A proposal for a Europa CubeSat mission could map the entire world, and maybe find evidence of life too.
RELATED TOPICS: SOLAR SYSTEM | EUROPA
Europa and Jupiter
Artist concept
NASA/JPL
While NASA and the European Space Agency (ESA) have been busy putting together flagship missions to the Europa system, a NASA Innovative Advanced Concepts proposal seeks a way to do a cheap mission with the potential to map ice thickness and even search for the basic components of life.

The proposal, a collaboration between Draper Laboratories and Cornell University, would utilize a combination of small satellites known as CubeSats and even smaller microprobes called ChipSats to explore Europa on the cheap.

Essentially, a probe consisting of 3 to 12 individual CubeSat units stacked together orbit the icy moon of Jupiter. It has a pretty simple instrument payload: communications equipment and a Cold Atom Sensor, which consists of two chambers of low-temperature atoms. By measuring the tug between each chamber, it can create an effective map of the icy terrain of Europa, measuring ice thickness and finding areas of low ice density to potentially access the ocean below.

The probe would fly just eight miles over the surface of the world, gathering information. Because of the simple instrument payload, it would be well protected from radiation. At some point after it mapped the surface, the probe would then drop thousands of tiny ChipSats onto the surface.

“The hope here is that we actually want to get data from the surface of Europa, and we want to get it from somewhere where it’s interesting,” Brett Streetman, a senior member of Draper’s technical staff, said.

Not all of them would survive the plunge. That’s why there are so many. The harsh radiation may fry out a few more in short order. The ones that do survive, however, would be able to search for amino acids on the surface and determine its chirality, or “handed” ness. If they all seem to go in one direction or the other, it could be a sign of biological processes on Europa.

“In the end, with these ChipSats, we have to boil something down to a yes or no answer, so we need to say ‘yes there’s a strong handedness to the amino acids here,’” Streetman said.

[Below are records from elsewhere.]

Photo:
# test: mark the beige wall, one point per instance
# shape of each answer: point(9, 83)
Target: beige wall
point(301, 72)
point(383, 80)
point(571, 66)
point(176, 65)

The mission concept was a 2014 Phase I recipient in the NIAC program, and is awaiting word on if it made it to Phase II. The mission is still about 10 to 15 years in the future, however, as cold atom physics is still in its infancy. ChipSats are also not quite as mature as the still-nascent CubeSat technology, with Streetman saying that most tests have looked into communications, merely beeps that “act like Sputnik” as a proof of concept. But once it matures, Streetman said he sees it as a complimentary mission on a larger probe.

The researchers on the concept have also looked past Europa and thought of other possibilities for the ChipSat / CubeSat teaming, including sending a fleet of ChipSats into Saturn’s ring system to study its composition or measuring seismic activity on asteroids. Draper has also looked at using it to create weather monitors for Titan or Mars.

“We looked at applications around the solar system, and there’s a lot of cool things you can do with the CubeSat platform that you wouldn’t want to do with a traditional spacecraft,” Streetman said.